HOW IT WORKS.

Chapter I.

THE STEAM-ENGINE.

What is steam?—The mechanical energy of steam—The boiler—The circulation of water in a boiler—The enclosed furnace—The multitubular boiler—Fire-tube boilers—Other types of boilers—Aids to combustion—Boiler fittings—The safety-valve—The water-gauge—The steam-gauge—The water supply to a boiler.

WHAT IS STEAM?

If ice be heated above 32° Fahrenheit, its molecules lose their cohesion, and move freely round one another—the ice is turned into water. Heat water above 212° Fahrenheit, and the molecules exhibit a violent mutual repulsion, and, like dormant bees revived by spring sunshine, separate and dart to and fro. If confined in an air-tight vessel, the molecules have their flights curtailed, and beat more and more violently against their prison walls, so that every square inch of the vessel is subjected to a rising pressure. We may compare the action of the steam molecules to that of bullets fired from a machine-gun at a plate mounted on a spring. The faster the bullets came, the greater would be the continuous compression of the spring.
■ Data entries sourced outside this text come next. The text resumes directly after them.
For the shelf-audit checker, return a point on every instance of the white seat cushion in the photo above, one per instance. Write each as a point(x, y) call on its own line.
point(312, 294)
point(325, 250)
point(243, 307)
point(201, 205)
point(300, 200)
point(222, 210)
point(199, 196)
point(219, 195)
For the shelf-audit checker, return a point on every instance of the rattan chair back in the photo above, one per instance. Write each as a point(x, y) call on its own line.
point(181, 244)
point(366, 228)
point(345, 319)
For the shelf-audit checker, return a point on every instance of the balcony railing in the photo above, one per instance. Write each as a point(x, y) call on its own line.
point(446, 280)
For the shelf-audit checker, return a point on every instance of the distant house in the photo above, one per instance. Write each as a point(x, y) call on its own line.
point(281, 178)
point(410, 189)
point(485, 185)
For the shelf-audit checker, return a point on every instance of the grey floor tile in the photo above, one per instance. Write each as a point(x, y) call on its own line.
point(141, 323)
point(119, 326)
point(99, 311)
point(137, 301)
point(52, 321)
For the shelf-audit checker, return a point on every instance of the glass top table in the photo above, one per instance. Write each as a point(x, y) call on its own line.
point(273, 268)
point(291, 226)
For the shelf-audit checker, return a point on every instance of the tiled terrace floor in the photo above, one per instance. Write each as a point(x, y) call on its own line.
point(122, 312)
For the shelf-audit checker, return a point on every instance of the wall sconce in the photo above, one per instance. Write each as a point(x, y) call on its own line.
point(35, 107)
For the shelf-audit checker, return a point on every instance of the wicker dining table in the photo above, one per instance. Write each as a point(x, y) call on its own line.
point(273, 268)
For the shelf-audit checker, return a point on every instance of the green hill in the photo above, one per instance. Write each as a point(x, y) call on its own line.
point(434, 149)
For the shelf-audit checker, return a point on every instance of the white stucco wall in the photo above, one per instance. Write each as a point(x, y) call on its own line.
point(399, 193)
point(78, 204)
THE MECHANICAL ENERGY OF STEAM.

If steam is let into one end of a cylinder behind an air-tight but freely-moving piston, it will bombard the walls of the cylinder and the piston; and if the united push of the molecules on the one side of the latter is greater than the resistance on the other side opposing its motion, the piston must move. Having thus partly got their liberty, the molecules become less active, and do not rush about so vigorously. The pressure on the piston decreases as it moves. But if the piston were driven back to its original position against the force of the steam, the molecular activity—that is, pressure—would be restored. We are here assuming that no heat has passed through the cylinder or piston and been radiated into the air; for any loss of heat means loss of energy, since heat is energy.